La situation en Iran reste tendue après un mois de conflit marqué par des frappes israéliennes incessantes. À Téhéran, la population vit au rythme des bombardements, oscillant entre doutes et espérances. Les témoignages recueillis révèlent une réalité complexe, où l’angoisse et la résilience coexistent.

EN BREF

  • La population de Téhéran vit dans la peur des bombardements israéliens.
  • Les partisans du régime osent s’exprimer, tandis que les opposants restent cachés.
  • La guerre engendre une profonde anxiété économique et sociale.

Les images qui émergent de Téhéran révèlent une ville au visage déformé par la guerre. Les routes, habituellement animées, semblent étrangement calmes, tandis que les portraits de l’ancien guide suprême, dont le fils a pris la relève, ornent encore les rues. Pourtant, la réalité est tout autre, avec des quartiers résidentiels réduits à des ruines et des victimes affichées sur des banderoles, témoignant de la violence du conflit.
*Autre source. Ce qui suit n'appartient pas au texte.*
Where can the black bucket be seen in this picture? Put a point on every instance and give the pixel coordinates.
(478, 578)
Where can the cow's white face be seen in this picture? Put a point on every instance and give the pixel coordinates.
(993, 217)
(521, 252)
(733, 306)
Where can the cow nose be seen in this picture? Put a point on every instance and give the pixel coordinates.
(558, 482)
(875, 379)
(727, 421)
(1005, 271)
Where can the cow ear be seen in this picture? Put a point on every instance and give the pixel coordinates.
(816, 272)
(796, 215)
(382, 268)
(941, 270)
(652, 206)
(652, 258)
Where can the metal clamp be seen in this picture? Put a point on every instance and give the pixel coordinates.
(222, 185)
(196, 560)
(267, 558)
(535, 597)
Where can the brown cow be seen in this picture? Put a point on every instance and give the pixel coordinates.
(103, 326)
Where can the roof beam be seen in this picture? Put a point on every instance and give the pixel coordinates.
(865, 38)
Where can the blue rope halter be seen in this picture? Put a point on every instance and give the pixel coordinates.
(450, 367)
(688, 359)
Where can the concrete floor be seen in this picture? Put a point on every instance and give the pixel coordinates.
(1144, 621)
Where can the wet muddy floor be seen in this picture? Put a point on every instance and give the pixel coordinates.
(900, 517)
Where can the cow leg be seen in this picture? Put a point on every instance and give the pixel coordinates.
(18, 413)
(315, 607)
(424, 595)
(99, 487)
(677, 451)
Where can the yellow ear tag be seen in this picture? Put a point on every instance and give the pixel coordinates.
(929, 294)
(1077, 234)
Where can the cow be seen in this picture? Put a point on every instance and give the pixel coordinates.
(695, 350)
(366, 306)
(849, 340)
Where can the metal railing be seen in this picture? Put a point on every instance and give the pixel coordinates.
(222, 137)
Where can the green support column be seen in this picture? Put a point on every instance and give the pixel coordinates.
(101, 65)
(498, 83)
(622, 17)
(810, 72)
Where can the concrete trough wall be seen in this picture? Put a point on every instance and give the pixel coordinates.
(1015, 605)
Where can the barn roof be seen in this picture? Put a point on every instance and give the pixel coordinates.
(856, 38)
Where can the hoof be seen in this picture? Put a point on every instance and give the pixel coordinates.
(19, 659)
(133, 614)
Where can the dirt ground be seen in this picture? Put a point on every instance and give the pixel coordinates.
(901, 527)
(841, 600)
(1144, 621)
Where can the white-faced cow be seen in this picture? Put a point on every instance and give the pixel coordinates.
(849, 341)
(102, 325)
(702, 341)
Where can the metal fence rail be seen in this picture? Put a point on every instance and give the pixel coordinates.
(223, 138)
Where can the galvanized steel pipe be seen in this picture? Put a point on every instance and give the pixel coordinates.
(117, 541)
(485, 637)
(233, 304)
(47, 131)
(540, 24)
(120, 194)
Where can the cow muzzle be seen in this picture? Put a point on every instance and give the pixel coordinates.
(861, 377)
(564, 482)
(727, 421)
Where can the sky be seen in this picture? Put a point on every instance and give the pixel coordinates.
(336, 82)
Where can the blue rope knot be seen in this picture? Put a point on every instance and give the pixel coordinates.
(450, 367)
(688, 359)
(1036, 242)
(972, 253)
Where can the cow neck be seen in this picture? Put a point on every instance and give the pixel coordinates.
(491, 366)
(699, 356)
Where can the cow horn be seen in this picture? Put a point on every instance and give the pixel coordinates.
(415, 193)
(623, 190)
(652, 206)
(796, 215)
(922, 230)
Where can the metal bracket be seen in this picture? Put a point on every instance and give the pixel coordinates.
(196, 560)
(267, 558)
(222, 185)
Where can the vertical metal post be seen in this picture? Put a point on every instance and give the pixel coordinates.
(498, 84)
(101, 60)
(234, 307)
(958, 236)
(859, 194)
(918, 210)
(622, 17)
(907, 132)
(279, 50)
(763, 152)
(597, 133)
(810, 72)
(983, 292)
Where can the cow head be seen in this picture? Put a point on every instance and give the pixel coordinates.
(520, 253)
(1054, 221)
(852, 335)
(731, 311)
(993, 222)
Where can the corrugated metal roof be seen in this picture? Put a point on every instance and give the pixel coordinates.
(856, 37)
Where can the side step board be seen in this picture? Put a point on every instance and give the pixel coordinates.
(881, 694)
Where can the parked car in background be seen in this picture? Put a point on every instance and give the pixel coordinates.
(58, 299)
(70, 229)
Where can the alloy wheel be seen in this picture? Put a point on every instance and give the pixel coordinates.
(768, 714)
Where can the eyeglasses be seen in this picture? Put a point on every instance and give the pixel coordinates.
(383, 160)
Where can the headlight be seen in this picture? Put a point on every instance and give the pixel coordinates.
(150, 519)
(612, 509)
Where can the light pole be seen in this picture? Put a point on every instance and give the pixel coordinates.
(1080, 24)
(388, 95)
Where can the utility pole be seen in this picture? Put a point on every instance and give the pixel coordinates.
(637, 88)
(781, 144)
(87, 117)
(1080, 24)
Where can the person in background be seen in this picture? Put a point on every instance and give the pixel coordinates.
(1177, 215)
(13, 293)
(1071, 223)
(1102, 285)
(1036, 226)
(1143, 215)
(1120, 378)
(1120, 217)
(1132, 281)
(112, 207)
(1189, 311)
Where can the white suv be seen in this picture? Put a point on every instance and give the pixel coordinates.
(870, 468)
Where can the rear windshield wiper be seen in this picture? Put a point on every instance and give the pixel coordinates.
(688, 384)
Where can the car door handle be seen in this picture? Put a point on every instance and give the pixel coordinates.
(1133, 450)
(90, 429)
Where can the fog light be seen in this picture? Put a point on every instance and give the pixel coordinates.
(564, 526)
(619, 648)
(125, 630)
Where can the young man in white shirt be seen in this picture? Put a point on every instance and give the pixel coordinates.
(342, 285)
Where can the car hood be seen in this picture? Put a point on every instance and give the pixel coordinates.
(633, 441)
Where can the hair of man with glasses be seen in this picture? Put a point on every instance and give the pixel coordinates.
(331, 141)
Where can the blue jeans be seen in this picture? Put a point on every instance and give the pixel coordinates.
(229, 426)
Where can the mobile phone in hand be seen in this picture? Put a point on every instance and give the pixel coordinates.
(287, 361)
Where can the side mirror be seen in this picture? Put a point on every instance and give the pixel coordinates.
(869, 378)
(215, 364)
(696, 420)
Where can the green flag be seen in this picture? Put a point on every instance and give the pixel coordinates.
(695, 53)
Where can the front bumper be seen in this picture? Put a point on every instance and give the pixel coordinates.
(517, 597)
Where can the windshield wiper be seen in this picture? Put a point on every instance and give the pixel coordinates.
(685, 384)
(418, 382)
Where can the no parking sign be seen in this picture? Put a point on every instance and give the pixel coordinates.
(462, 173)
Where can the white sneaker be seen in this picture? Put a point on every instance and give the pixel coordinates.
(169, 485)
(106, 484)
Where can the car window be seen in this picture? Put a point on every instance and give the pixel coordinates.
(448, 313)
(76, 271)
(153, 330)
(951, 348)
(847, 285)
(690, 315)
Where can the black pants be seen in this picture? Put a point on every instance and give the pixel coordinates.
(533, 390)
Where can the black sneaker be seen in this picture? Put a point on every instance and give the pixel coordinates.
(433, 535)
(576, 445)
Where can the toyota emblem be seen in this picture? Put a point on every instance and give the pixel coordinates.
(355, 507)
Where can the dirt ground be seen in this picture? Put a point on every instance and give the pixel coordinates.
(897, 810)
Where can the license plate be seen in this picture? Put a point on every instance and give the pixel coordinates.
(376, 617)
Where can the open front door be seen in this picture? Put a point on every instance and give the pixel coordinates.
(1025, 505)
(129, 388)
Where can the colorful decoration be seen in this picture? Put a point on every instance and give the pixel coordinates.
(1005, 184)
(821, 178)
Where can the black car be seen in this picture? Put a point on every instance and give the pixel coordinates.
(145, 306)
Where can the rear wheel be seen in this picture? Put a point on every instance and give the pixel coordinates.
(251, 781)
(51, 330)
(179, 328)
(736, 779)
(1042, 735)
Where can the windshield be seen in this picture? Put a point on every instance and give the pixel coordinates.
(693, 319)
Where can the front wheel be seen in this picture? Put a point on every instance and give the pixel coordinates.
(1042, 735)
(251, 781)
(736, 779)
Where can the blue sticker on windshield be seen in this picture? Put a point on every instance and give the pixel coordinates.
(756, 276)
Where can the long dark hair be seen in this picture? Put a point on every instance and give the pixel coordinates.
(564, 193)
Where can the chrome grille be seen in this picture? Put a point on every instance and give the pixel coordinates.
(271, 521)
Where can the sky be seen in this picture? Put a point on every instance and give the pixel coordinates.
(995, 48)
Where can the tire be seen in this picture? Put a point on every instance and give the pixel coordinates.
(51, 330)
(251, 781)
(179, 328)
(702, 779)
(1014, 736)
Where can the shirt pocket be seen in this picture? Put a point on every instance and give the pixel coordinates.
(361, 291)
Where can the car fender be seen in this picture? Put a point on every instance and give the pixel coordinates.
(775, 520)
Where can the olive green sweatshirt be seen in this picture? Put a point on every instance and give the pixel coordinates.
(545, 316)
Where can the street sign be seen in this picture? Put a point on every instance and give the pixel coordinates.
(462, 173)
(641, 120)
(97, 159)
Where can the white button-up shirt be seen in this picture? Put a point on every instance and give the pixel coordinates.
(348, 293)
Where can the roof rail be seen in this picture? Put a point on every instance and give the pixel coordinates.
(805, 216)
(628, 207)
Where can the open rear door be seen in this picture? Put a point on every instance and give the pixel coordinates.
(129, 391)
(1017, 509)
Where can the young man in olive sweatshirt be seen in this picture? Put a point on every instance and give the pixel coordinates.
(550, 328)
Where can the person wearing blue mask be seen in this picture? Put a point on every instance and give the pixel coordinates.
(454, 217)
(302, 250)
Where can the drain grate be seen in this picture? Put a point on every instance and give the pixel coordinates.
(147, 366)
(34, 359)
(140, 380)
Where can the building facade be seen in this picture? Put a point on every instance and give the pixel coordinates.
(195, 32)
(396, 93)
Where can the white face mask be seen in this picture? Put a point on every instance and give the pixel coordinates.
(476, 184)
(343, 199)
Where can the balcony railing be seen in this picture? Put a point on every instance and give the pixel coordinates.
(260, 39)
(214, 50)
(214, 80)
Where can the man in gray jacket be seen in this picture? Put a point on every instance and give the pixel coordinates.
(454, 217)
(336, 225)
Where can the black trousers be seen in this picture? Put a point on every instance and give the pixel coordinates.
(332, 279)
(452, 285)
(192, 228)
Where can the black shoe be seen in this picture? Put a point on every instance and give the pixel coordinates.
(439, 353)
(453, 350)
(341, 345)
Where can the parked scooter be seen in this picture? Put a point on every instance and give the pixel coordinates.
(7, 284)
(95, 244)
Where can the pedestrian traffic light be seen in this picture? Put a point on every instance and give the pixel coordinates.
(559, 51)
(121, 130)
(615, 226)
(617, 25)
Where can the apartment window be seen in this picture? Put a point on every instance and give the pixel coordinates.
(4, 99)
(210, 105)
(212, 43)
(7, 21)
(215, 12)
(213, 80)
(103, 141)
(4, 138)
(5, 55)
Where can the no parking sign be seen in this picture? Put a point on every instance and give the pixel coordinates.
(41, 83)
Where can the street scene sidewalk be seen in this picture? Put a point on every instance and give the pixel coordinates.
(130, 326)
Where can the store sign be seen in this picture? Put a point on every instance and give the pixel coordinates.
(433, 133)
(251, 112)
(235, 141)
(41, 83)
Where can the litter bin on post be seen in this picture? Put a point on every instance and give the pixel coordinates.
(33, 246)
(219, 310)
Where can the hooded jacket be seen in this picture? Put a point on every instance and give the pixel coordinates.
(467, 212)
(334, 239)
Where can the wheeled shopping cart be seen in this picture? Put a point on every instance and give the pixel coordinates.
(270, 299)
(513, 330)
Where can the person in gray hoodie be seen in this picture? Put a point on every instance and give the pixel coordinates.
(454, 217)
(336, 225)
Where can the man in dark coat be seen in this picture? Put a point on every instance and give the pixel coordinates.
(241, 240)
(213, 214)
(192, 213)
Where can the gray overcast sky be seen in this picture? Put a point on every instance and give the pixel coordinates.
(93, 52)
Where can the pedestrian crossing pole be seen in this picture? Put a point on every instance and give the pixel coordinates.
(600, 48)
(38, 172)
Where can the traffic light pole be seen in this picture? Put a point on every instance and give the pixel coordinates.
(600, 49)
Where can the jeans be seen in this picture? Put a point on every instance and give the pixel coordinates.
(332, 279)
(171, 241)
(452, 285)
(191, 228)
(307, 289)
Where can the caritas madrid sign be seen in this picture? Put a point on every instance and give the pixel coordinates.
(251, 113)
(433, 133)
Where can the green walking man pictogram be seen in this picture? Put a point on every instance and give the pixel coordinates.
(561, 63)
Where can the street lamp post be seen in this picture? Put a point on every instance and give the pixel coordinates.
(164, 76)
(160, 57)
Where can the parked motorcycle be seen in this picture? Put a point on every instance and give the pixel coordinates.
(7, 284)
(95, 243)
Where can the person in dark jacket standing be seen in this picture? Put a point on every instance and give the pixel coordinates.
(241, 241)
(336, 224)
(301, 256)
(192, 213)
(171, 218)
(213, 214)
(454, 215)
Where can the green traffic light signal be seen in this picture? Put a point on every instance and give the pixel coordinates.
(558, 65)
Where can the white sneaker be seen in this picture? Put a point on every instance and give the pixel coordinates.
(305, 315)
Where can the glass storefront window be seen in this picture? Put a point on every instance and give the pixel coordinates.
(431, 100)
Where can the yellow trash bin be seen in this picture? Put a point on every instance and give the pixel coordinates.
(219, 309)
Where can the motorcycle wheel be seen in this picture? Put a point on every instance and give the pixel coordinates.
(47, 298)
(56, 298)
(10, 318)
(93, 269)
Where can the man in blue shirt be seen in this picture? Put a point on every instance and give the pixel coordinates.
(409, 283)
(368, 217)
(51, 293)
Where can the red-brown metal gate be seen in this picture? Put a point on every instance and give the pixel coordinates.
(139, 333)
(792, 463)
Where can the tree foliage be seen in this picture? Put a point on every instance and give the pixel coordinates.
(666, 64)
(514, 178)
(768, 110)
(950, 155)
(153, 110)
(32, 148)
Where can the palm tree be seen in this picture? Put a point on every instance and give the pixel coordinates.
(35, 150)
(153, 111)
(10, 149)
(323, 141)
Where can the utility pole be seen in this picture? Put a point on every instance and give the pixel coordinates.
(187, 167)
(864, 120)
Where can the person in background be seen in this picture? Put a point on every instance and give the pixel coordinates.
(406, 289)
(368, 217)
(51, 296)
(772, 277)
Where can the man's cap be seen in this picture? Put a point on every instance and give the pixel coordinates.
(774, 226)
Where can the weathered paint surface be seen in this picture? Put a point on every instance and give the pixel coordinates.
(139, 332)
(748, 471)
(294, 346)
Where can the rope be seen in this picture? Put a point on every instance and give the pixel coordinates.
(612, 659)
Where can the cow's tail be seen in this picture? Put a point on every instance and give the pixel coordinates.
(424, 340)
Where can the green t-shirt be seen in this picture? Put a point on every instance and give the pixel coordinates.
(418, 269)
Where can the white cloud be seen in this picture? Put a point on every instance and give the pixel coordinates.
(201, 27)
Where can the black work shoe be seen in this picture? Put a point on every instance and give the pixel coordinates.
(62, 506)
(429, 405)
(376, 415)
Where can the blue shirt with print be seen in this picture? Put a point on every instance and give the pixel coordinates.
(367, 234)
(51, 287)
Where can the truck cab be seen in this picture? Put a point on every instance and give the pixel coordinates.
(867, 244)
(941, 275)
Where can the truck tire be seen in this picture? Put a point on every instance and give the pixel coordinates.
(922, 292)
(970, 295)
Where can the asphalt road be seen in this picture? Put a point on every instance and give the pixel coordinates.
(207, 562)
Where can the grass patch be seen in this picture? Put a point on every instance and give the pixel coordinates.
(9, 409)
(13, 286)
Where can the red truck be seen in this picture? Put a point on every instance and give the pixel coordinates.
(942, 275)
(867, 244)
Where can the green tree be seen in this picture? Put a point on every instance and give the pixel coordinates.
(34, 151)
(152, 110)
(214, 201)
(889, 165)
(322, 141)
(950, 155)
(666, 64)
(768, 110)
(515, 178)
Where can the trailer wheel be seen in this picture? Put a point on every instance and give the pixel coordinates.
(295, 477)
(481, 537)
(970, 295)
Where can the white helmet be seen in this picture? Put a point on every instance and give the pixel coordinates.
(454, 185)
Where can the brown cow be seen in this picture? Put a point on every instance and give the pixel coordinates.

Les répercussions économiques sont palpables. La plupart des commerces affichent leurs rideaux baissés, et les banques sont fermées, laissant les habitants sans accès à leurs liquidités. Un fleuriste, dont l’activité prospérait traditionnellement à l’approche du Nouvel An persan, exprime son désespoir : « On ne sait pas quand et comment va se terminer cette guerre. Si le peuple gagne, on peut nourrir l’espoir de retrouver une vie meilleure. Mais si on perd, c’est terminé. On va payer le prix fort. Pour le moment, je n’ai plus d’espoir. »

Après plusieurs semaines de conflit, la dynamique sociale à Téhéran est marquée par une polarisation inquiétante. Les partisans du régime, qui représentent environ 20 % de la population, continuent de se rassembler chaque soir, malgré les bombardements. Lors de ces manifestations, les cris de guerre résonnent, comme le montre un homme qui exhorte à « tuer Trump l’infidèle ! »

En revanche, les voix dissidentes se taisent. Les opposants, craintifs de représailles, restent cloîtrés chez eux. Un enseignant, privé d’accès à Internet, suit désespérément les nouvelles via les chaînes d’opposition diffusées par satellite. Son quartier, connu pour ses contestations, est devenu silencieux. « On entend seulement les partisans du régime qui hurlent dans leur mégaphone. Nous, si on sort, le régime va nous tuer », confie-t-il, un mélange de peur et de frustration dans la voix.

La population est prise en étau entre la fatigue de la guerre et la peur d’une répression brutale. Les nouvelles contradictoires sur les intentions des États-Unis, entre négociations et menaces d’attaques, exacerbent cette angoisse. Un habitant de Téhéran résume la situation : « On est fatigués. Les victimes civiles s’accumulent, et nous sommes épuisés par cette incertitude. »

Cette dualité entre espoir et désespoir illustre la complexité des sentiments ressentis par les Iraniens. Alors que certains nourrissent l’espoir d’un changement, d’autres craignent les conséquences d’une guerre qui s’enlise et d’un régime dont la répression semble se renforcer. La majorité des Iraniens se trouve doublement victime d’un conflit qui ne fait que s’intensifier.

La société iranienne est en proie à une profonde crise, tant sur le plan économique que social. Les défis qui se posent à la population sont immenses, et les jours à venir s’annoncent incertains. La quête d’une vie meilleure est désormais entachée par les blessures de la guerre et les ombres de la répression.